As the title suggests, Georgie dismisses herself as a simple country girl, lacking in the sophistication of the theater world. "I haven't felt like a woman in 10 years," she says matter-of-factly. But much as she behaves like someone prematurely aged, rendered abrasive by wary defensiveness, she's unable to suffocate the smart, stylish, cultured woman that lies just beneath the scrappy surface. When Georgie ponders the possibility of another life either alone or with someone like Bernie, McDormand is quietly moving, allowing a new softness to emerge as she regards freshly confident Frank: "You're handsome tonight."

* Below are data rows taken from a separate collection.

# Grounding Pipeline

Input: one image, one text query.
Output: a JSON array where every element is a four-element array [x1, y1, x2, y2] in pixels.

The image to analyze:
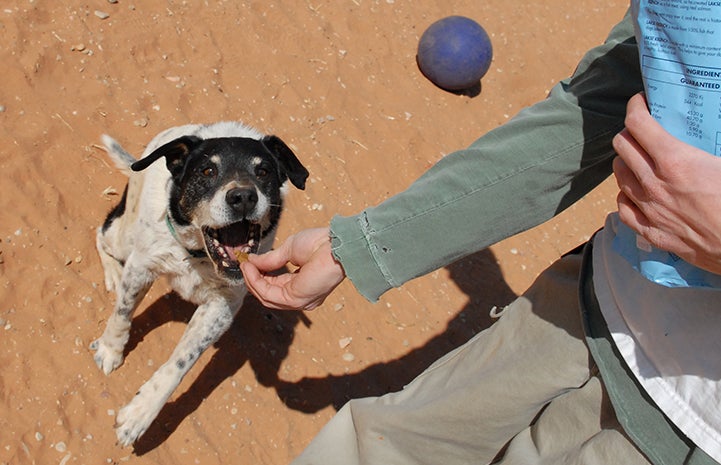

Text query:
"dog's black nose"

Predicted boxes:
[[225, 187, 258, 214]]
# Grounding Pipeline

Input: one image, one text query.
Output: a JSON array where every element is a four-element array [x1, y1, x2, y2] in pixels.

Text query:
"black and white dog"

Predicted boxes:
[[91, 122, 308, 446]]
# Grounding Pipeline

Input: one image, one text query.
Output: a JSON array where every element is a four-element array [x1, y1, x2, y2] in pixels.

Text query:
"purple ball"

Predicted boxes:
[[417, 16, 493, 90]]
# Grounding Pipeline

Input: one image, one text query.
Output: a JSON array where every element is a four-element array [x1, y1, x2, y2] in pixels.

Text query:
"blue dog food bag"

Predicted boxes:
[[614, 0, 721, 288]]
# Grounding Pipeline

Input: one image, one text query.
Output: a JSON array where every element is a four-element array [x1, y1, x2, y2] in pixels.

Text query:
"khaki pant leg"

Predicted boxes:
[[293, 256, 590, 465], [496, 376, 649, 465]]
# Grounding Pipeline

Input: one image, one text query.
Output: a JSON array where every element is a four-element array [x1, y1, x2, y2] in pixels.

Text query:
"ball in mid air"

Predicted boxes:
[[417, 16, 493, 90]]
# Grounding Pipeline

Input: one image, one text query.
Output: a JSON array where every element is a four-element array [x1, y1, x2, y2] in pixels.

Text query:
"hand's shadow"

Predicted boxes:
[[126, 250, 515, 455]]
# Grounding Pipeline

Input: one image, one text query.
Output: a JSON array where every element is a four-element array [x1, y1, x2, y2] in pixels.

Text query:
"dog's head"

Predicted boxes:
[[131, 132, 308, 282]]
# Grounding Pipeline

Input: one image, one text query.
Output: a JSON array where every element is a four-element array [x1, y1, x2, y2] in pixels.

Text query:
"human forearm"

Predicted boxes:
[[331, 10, 641, 300]]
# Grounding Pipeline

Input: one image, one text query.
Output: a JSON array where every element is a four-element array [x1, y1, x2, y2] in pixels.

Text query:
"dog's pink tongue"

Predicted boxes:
[[231, 245, 250, 263]]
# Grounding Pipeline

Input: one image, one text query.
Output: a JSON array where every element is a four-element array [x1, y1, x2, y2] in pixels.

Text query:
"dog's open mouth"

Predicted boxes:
[[203, 220, 261, 279]]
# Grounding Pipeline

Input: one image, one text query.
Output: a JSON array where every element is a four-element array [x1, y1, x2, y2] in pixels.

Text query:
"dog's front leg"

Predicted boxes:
[[90, 254, 155, 375], [115, 300, 240, 446]]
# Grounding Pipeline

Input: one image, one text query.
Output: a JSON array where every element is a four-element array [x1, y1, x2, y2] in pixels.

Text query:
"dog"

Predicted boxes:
[[90, 122, 308, 446]]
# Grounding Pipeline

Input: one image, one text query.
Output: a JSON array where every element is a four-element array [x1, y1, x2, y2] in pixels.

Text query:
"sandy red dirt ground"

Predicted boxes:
[[0, 0, 626, 465]]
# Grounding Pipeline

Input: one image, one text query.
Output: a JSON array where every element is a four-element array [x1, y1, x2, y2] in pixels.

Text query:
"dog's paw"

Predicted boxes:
[[115, 388, 164, 447], [90, 338, 123, 375]]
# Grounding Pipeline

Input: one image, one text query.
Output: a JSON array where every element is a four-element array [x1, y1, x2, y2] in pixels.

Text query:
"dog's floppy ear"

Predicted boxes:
[[130, 136, 203, 178], [260, 136, 308, 190]]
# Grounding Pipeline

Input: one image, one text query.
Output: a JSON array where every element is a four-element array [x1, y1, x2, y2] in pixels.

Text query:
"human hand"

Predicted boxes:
[[613, 94, 721, 274], [241, 228, 345, 310]]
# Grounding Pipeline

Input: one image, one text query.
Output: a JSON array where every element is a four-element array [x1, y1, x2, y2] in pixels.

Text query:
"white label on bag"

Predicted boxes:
[[614, 0, 721, 288]]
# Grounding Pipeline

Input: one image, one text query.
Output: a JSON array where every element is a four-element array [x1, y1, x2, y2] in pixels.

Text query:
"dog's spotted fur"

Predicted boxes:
[[92, 122, 308, 445]]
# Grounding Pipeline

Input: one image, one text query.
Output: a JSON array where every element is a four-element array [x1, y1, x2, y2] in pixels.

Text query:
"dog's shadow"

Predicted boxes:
[[126, 250, 515, 455]]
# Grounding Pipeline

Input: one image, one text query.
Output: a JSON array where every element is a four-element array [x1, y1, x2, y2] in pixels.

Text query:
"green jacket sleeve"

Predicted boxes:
[[331, 10, 642, 301]]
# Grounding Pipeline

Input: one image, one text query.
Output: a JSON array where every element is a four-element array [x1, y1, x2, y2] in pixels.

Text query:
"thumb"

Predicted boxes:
[[248, 242, 290, 272]]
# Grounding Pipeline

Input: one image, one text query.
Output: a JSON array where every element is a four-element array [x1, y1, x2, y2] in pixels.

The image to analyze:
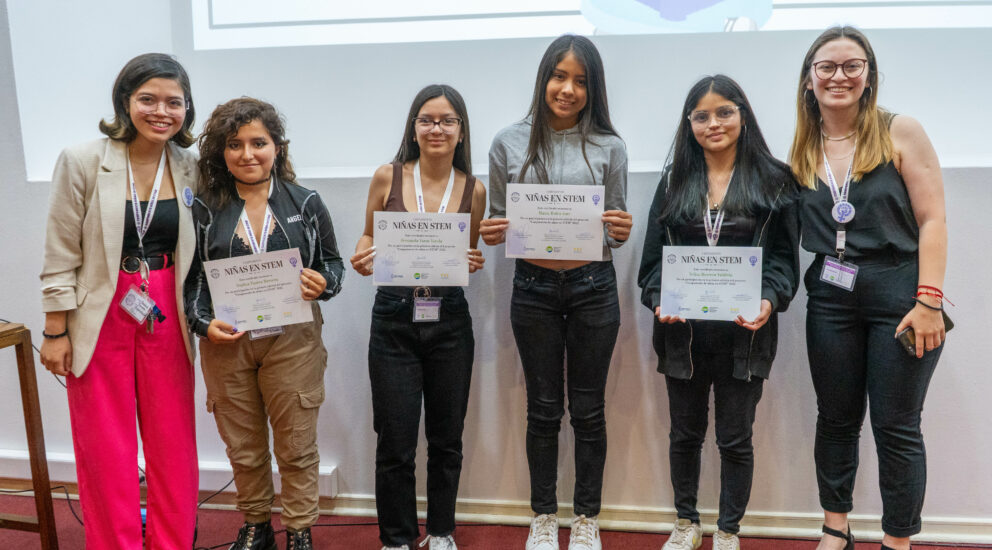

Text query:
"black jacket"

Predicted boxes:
[[637, 171, 799, 380], [183, 178, 344, 336]]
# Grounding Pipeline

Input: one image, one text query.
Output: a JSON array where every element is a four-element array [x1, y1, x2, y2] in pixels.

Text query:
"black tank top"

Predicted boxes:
[[386, 162, 475, 214], [799, 161, 920, 263], [121, 199, 179, 259]]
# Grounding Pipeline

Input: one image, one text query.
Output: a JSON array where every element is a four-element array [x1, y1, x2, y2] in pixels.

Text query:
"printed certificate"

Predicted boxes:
[[372, 212, 472, 286], [661, 246, 761, 321], [203, 248, 313, 331], [506, 183, 606, 261]]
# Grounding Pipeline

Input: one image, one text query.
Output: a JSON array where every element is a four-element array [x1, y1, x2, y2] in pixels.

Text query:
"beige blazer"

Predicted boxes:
[[41, 138, 198, 376]]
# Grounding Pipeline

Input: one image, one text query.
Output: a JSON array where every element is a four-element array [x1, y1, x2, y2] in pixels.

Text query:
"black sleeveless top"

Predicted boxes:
[[386, 162, 475, 214], [799, 161, 920, 263], [121, 199, 179, 259]]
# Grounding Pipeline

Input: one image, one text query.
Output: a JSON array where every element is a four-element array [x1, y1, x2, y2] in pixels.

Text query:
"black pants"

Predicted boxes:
[[510, 260, 620, 516], [369, 288, 475, 548], [665, 321, 764, 533], [806, 258, 941, 537]]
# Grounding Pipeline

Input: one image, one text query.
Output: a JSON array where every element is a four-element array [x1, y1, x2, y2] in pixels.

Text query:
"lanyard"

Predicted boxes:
[[127, 149, 166, 261], [703, 166, 737, 246], [241, 176, 275, 254], [823, 141, 858, 261], [413, 159, 455, 214]]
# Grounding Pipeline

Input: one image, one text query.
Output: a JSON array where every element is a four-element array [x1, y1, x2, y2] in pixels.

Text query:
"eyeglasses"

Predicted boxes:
[[686, 105, 740, 126], [131, 95, 189, 116], [413, 117, 462, 134], [813, 59, 868, 80]]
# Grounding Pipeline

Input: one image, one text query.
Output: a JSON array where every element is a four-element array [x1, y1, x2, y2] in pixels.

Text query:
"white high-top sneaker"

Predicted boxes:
[[525, 514, 558, 550], [661, 518, 703, 550], [568, 516, 603, 550]]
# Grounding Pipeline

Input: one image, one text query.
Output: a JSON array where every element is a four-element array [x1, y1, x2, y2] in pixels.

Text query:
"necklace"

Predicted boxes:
[[820, 128, 858, 141]]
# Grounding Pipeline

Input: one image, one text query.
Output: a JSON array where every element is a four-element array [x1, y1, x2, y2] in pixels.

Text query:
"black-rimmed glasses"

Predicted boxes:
[[813, 59, 868, 80], [413, 117, 462, 134]]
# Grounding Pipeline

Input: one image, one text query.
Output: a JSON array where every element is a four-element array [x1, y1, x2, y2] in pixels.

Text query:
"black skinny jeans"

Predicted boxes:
[[510, 260, 620, 517], [805, 257, 942, 537], [665, 321, 764, 533], [369, 288, 475, 548]]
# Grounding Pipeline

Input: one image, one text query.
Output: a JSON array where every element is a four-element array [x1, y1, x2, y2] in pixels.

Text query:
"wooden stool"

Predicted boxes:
[[0, 323, 59, 550]]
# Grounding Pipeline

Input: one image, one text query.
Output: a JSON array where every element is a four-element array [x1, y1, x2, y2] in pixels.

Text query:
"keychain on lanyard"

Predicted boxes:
[[823, 140, 858, 262], [413, 159, 455, 323], [703, 166, 737, 246], [127, 148, 167, 334]]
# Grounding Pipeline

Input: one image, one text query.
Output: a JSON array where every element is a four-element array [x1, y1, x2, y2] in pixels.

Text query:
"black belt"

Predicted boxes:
[[121, 252, 175, 273]]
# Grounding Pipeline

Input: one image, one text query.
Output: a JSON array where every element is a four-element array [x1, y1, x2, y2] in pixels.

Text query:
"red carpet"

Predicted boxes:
[[0, 495, 974, 550]]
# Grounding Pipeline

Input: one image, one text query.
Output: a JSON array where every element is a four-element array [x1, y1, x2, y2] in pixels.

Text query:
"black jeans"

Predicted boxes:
[[806, 257, 942, 537], [369, 288, 475, 548], [510, 260, 620, 516], [665, 321, 764, 533]]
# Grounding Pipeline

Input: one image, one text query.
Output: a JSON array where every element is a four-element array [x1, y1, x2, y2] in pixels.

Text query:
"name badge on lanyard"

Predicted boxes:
[[241, 181, 283, 340], [820, 146, 858, 292], [413, 159, 455, 323]]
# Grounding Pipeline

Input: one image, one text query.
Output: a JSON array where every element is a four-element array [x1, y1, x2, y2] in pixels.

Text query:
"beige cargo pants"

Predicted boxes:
[[200, 304, 327, 530]]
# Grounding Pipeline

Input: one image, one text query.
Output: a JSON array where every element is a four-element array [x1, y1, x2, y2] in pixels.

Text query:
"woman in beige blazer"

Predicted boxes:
[[41, 54, 198, 550]]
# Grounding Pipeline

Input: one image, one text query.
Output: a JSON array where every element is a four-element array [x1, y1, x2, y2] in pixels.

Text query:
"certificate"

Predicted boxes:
[[661, 246, 761, 321], [203, 248, 313, 331], [506, 183, 606, 261], [372, 212, 472, 286]]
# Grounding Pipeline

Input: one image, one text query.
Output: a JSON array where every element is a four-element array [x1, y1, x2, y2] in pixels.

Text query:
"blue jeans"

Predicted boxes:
[[806, 257, 943, 537], [510, 260, 620, 516], [369, 287, 475, 548]]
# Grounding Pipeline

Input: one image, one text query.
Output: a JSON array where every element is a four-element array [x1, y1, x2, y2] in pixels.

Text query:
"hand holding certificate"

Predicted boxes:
[[203, 248, 313, 332], [506, 183, 605, 261], [661, 246, 762, 321], [372, 212, 472, 286]]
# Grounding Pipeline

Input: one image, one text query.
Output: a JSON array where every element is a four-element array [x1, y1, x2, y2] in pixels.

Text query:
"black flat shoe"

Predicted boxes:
[[823, 525, 852, 550]]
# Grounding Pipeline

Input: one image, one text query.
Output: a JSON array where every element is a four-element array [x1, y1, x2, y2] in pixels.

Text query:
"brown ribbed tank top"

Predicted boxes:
[[386, 162, 475, 214]]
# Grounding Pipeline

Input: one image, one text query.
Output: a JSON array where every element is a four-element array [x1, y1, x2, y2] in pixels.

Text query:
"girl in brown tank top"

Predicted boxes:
[[351, 85, 486, 550]]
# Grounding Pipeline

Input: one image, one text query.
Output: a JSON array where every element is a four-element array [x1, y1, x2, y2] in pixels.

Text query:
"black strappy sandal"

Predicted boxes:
[[823, 525, 852, 550]]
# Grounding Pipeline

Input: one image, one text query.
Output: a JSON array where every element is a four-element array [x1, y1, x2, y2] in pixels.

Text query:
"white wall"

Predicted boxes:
[[0, 0, 992, 542]]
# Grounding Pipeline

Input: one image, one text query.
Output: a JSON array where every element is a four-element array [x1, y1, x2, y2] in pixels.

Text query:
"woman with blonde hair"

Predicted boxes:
[[790, 27, 947, 550]]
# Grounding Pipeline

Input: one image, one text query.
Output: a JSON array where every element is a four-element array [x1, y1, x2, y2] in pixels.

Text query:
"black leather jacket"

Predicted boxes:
[[183, 178, 344, 336], [637, 171, 799, 380]]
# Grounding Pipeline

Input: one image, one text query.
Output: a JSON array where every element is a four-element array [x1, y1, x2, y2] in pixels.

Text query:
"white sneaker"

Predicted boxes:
[[661, 518, 703, 550], [713, 531, 741, 550], [417, 535, 458, 550], [525, 514, 558, 550], [568, 516, 603, 550]]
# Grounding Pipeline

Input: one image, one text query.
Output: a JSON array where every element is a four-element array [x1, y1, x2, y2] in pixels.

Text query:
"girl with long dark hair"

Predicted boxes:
[[638, 75, 799, 550], [480, 35, 632, 550], [185, 97, 344, 550], [789, 27, 947, 550], [351, 84, 486, 550]]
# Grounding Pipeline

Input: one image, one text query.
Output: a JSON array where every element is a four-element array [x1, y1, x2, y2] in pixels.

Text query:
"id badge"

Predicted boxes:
[[820, 257, 858, 292], [413, 298, 441, 323], [120, 285, 155, 323], [248, 327, 282, 340]]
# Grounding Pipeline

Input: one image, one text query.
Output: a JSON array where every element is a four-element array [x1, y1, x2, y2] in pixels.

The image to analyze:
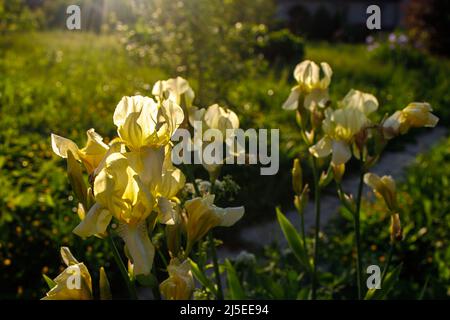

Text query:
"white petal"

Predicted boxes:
[[309, 137, 332, 158], [331, 141, 352, 165], [282, 87, 300, 110]]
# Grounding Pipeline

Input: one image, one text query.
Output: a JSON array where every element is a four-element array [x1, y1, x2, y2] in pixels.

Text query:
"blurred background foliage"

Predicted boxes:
[[0, 0, 450, 298]]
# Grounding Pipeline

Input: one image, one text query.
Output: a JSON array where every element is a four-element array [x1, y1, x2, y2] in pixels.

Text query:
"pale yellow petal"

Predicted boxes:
[[282, 87, 300, 110], [73, 203, 112, 238], [51, 133, 81, 160], [118, 221, 155, 276], [309, 137, 332, 158], [331, 140, 352, 165]]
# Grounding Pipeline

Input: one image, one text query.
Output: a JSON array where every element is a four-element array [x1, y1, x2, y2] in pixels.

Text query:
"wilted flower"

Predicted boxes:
[[309, 89, 378, 165], [383, 102, 439, 139], [42, 247, 93, 300], [364, 173, 398, 211], [51, 129, 109, 174], [184, 195, 245, 245], [159, 258, 194, 300], [283, 60, 333, 111]]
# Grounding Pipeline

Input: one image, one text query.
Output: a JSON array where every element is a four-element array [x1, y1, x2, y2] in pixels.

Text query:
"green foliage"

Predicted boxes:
[[0, 28, 450, 299], [123, 0, 274, 106], [235, 138, 450, 299], [0, 0, 39, 34], [0, 32, 164, 298], [260, 29, 305, 65], [405, 0, 450, 56]]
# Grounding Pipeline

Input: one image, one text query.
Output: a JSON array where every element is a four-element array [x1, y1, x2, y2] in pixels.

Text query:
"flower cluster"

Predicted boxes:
[[279, 60, 439, 299], [45, 77, 244, 298]]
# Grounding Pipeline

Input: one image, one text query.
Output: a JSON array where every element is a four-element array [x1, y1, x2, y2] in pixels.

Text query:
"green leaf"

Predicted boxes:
[[225, 259, 246, 300], [42, 274, 56, 290], [67, 150, 88, 208], [364, 264, 402, 300], [100, 267, 112, 300], [189, 259, 217, 295], [136, 273, 158, 288], [277, 208, 312, 272]]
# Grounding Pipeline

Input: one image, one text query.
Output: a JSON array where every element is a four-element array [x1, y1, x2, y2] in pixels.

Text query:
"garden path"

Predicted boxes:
[[218, 127, 448, 258]]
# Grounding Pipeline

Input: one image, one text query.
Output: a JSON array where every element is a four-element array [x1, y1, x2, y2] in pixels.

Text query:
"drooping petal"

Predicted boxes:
[[159, 258, 195, 300], [158, 197, 180, 225], [320, 62, 333, 89], [309, 137, 332, 158], [59, 247, 79, 266], [341, 89, 378, 116], [282, 87, 300, 110], [73, 203, 112, 238], [294, 60, 320, 88], [51, 133, 81, 160], [304, 89, 330, 111], [42, 247, 93, 300], [157, 100, 184, 146], [118, 221, 155, 275], [331, 140, 352, 165]]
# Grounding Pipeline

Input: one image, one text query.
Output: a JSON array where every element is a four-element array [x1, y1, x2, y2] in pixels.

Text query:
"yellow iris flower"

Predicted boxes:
[[309, 89, 378, 166], [74, 153, 156, 275], [159, 258, 194, 300], [113, 96, 184, 152], [42, 247, 93, 300], [51, 129, 109, 174], [184, 195, 245, 245], [383, 102, 439, 139], [283, 60, 333, 111], [364, 173, 398, 212]]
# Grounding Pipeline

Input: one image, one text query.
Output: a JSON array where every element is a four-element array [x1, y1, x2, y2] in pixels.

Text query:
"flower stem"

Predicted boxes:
[[208, 231, 223, 300], [311, 157, 320, 300], [298, 202, 308, 252], [354, 168, 364, 300], [108, 232, 138, 300], [381, 241, 395, 284]]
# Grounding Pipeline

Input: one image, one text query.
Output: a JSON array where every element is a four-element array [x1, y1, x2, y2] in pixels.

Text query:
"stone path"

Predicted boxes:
[[218, 127, 448, 258]]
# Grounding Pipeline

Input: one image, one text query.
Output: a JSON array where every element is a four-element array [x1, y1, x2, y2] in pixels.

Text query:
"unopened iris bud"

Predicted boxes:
[[364, 173, 398, 211], [331, 163, 345, 183], [159, 258, 194, 300], [185, 195, 244, 246], [294, 185, 309, 214], [389, 213, 403, 242], [292, 158, 303, 194]]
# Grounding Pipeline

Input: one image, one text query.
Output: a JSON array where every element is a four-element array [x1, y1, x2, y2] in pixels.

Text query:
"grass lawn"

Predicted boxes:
[[0, 32, 450, 298]]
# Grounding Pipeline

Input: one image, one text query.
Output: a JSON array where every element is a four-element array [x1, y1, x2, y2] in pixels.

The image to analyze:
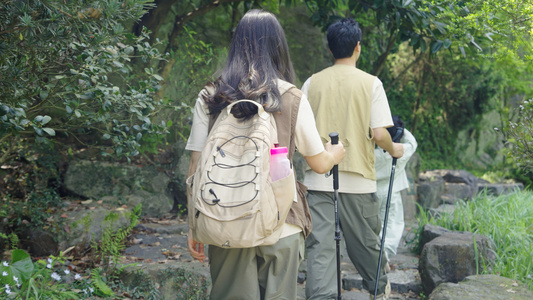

Yet right up to the beautifully composed final image of Georgie alone during opening night in New York, there's a lovely, melancholy note in her awareness that her choice means a future of continuing uncertainty. (Jon Robin Baitz has made minor revisions to the text, including removal of a half-baked exit strategy for Georgie in the final scene; elsewhere, changes are mainly limited to substitution of occasional obsolete terms like "courtesan" with "hooker.")
While this is very much a three-character piece, Remy Auberjonois as the principled playwright and Chip Zien as the nervous, irascible producer make sharp impressions, sharing a firm handle on Odets' colorful vernacular with the leads.
Punctuating the scene changes with slow curtains that underscore the drama's inhabitation of a theatrical world, Tim Hatley's sets are both detailed and unfussy, from the gloomy brick walls of an undressed New York stage to the yellowed, peeling wallpaper of a shabby apartment or the transient residence of a dressing room, all choked with cigarette smoke. Albert Wolsky's costumes could stand some naturalistic rumples but do the job nonetheless, as does Natasha Katz's unadorned lighting.
However, it's the performances and not the production that are key to elevating "The Country Girl" above its essence of quality soap, and on that count, Nichols and his cast deliver.